## Common

In [1]:
%env TOKENIZERS_PARALLELISM=false

env: TOKENIZERS_PARALLELISM=false


In [2]:
import json
import time
import random
import pandas as pd
from transformers import AutoTokenizer

None of PyTorch, TensorFlow >= 2.0, or Flax have been found. Models won't be available and only tokenizers, configuration and file/data utilities can be used.


In [3]:
#from https://modal.com/docs/guide/ex/vllm_inference
questions = [
    # Coding questions
    "Implement a Python function to compute the Fibonacci numbers.",
    "Write a Rust function that performs binary exponentiation.",
    "What are the differences between Javascript and Python?",
    # Literature
    "Write a story in the style of James Joyce about a trip to the Australian outback in 2083, to see robots in the beautiful desert.",
    "Who does Harry turn into a balloon?",
    "Write a tale about a time-traveling historian who's determined to witness the most significant events in human history.",
    # Math
    "What is the product of 9 and 8?",
    "If a train travels 120 kilometers in 2 hours, what is its average speed?",
    "Think through this step by step.

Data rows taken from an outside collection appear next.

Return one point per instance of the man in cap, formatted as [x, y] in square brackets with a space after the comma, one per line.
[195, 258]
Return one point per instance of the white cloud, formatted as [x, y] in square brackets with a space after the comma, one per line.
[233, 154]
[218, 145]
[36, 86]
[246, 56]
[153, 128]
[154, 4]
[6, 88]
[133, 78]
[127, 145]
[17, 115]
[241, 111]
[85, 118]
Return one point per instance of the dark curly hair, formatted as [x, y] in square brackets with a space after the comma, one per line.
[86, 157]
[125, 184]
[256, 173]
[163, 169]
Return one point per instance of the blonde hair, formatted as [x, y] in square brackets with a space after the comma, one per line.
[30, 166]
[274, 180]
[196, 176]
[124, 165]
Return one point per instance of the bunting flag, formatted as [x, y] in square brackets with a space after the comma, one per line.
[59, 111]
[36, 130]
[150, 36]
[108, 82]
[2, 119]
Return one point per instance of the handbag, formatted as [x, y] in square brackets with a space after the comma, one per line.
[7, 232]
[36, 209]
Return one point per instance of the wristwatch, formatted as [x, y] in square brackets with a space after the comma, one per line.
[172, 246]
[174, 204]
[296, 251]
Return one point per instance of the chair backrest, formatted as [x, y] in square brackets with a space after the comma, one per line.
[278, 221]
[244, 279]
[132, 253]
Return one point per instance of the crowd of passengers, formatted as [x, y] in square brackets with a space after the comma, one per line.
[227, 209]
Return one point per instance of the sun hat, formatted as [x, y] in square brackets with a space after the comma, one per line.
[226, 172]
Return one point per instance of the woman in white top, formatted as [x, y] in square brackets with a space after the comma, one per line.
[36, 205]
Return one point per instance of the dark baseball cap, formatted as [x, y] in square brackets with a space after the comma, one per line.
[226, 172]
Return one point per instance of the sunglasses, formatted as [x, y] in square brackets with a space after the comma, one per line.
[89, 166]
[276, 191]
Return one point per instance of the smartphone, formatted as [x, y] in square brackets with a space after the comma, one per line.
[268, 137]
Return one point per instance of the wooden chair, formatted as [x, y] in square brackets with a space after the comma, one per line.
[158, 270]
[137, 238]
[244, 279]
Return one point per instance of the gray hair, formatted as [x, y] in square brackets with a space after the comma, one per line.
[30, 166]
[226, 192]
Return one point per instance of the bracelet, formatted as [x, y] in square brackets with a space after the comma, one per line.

If the sequence a_n is defined by a_1 = 3, a_2 = 5, and a_n = a_(n-1) + a_(n-2) for n > 2, find a_6.",
]

In [4]:
tokenizer = AutoTokenizer.from_pretrained("meta-llama/Meta-Llama-3-8B", token=True)

Special tokens have been added in the vocabulary, make sure the associated word embeddings are fine-tuned or trained.


## NIM

In [5]:
from openai import OpenAI

In [6]:
model="meta-llama3-70b-instruct"

In [7]:
ENDPOINT = "http://216.153.50.191:8000/v1" # set to your box.

def generate_nim(prompt):
    client = OpenAI(base_url=ENDPOINT, api_key="not-used")
    start = time.perf_counter()
    completion = client.completions.create(model=model, prompt=prompt, max_tokens=512, stream=False)
    request_time = time.perf_counter() - start
    response = completion.choices[0].text
    return {
        'in_token_count': len(tokenizer.encode(prompt)),
        'out_token_count': len(tokenizer.encode(response)),
        'time': request_time,
        'question': prompt,
        'answer': response,
        'note': 'nim'
    }

In [8]:
user_message = "Describe the purpose of a 'hello world' program in one line."
generate_nim(user_message)

{'in_token_count': 15,
 'out_token_count': 38,
 'time': 2.0260479999997187,
 'question': "Describe the purpose of a 'hello world' program in one line.",
 'answer': ' The purpose of a \'hello world\' program is to verify that a programming environment is correctly set up by printing "Hello, World!" to the screen, requiring minimal syntax and complexity.',
 'note': 'nim'}

## Bedrock
- [API](https://boto3.amazonaws.com/v1/documentation/api/latest/reference/services/bedrock-runtime/client/invoke_model.html#)
- [Pricing](https://aws.amazon.com/bedrock/pricing/)
    -  `meta.llama3-70b-instruct` is `$0.00265` per 1K input tokens and `$0.0035` per 1K output tokens

In [9]:
import boto3

In [10]:
client = boto3.client("bedrock-runtime", region_name="us-west-2")

In [11]:
model_id = "meta.llama3-70b-instruct-v1:0"

In [12]:
prompt_template = """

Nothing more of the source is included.